By June 2006, the same month the state announced an indictment of Epstein on soliciting prostitution, one parent called the police multiple times alleging he was followed by someone; police later identified the vehicle as belonging to a third private investigator. It isn’t clear which lawyer hired that investigator.
The father “stated that as he drove to and from work and running errands throughout the county, the same vehicle was behind him running other vehicles off the road in an attempt to not lose sight of (the father’s) car,” according to the police report.
The same car, which was linked to a private investigator, according to the report, later ran the mother of the same accuser off the road.
No charges for Epstein
By 2006, the FBI and the US attorney’s office for the Southern District of Florida were investigating Epstein and had identified 36 potential accusers. In September 2007, Epstein’s legal team had negotiated and signed a nonprosecution deal.

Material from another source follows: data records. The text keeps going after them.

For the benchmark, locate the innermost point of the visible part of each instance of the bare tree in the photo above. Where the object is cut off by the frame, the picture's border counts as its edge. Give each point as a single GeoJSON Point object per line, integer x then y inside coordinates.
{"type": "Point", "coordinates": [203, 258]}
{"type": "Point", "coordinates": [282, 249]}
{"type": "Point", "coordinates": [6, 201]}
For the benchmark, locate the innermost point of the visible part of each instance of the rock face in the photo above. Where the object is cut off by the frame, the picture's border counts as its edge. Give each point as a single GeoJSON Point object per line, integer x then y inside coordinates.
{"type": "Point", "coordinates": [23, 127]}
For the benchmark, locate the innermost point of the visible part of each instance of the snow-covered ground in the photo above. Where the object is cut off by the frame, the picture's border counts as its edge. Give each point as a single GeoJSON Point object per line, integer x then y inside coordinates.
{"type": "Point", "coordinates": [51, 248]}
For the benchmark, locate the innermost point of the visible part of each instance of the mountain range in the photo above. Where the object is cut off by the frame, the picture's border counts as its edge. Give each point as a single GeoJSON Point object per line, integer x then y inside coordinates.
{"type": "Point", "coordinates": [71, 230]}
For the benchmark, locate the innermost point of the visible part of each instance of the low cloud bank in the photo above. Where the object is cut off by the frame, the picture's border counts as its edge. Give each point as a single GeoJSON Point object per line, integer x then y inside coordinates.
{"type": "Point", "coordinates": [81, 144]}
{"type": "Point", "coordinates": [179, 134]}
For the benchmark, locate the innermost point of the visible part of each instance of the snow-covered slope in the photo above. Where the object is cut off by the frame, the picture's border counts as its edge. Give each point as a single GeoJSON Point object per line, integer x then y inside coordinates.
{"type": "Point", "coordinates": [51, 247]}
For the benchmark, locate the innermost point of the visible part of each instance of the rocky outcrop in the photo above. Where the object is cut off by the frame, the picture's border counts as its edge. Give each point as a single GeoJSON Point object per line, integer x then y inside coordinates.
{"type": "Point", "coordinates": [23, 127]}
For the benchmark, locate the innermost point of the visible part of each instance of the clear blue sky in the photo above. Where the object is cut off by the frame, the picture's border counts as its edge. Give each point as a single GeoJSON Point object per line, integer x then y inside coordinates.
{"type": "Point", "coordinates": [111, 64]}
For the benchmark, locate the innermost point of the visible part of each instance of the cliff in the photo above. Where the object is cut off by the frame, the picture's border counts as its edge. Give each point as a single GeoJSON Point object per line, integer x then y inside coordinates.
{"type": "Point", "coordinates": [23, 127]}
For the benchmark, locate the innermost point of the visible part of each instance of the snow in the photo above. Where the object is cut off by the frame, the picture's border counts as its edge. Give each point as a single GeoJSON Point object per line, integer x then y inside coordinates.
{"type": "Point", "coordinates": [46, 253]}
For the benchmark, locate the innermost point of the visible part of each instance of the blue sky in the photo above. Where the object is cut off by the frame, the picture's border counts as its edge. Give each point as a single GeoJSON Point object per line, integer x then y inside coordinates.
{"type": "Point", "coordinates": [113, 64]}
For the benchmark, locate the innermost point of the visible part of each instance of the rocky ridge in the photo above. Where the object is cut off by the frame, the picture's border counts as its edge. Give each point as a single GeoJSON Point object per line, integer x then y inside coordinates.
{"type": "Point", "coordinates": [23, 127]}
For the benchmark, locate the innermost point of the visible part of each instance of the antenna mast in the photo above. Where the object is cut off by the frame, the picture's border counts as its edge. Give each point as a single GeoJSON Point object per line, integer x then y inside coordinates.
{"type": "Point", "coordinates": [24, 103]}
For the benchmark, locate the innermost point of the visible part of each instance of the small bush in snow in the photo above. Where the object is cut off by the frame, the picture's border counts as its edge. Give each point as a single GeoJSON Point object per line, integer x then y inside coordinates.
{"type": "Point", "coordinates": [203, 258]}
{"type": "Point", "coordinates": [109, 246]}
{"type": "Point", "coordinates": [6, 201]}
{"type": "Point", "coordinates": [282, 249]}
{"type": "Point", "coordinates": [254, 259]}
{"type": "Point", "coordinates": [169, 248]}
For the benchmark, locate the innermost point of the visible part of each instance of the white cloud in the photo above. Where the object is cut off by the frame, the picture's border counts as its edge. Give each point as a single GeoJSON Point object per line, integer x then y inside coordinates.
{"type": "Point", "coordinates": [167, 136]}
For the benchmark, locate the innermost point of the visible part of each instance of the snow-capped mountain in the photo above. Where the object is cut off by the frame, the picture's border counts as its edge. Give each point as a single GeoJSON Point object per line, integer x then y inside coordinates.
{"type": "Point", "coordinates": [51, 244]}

But his lawyers, led then by Leftkowitz and Starr, weren’t satisfied and appealed to Acosta challenging the terms of the agreement. They alleged the prosecutors were overreaching by trying to make a federal case out of a state crime. They also said two of the prosecutors acted improperly when they recommended lawyers they knew to represent accusers, and a third with speaking with a reporter, according to more than half a dozen letters filed in court.
At one point, Florida prosecutors considered charging Epstein with obstruction or witness tampering for, among other things, allegedly having private investigators force the parent off of the road.
“There were discussions between prosecutors and the defendant’s then-counsel about the possibility of the defendant pleading guilty to counts relating to ‘obstruction,’ as well as ‘harassment,'” according to the letter filed Monday by the federal prosecutors in New York.
In a filing on Thursday in the New York matter, Epstein’s legal team, now bolstered with Weingarten, said of the allegation that an investigator drove an accuser’s parent off the road “the defense is without knowledge as to the basis for this allegation and the conduct, if it occurred, was not attributable to or authorized by Mr. Epstein.”
No obstruction or witness tampering charges — or any federal charges — were brought by Acosta’s prosecutors against Epstein. Epstein pleaded guilty to two state charges of solicitation of prostitution in 2008 and served 13 months in prison. During that time, he was allowed to leave for 12 hours a day, six days a week, to run his business.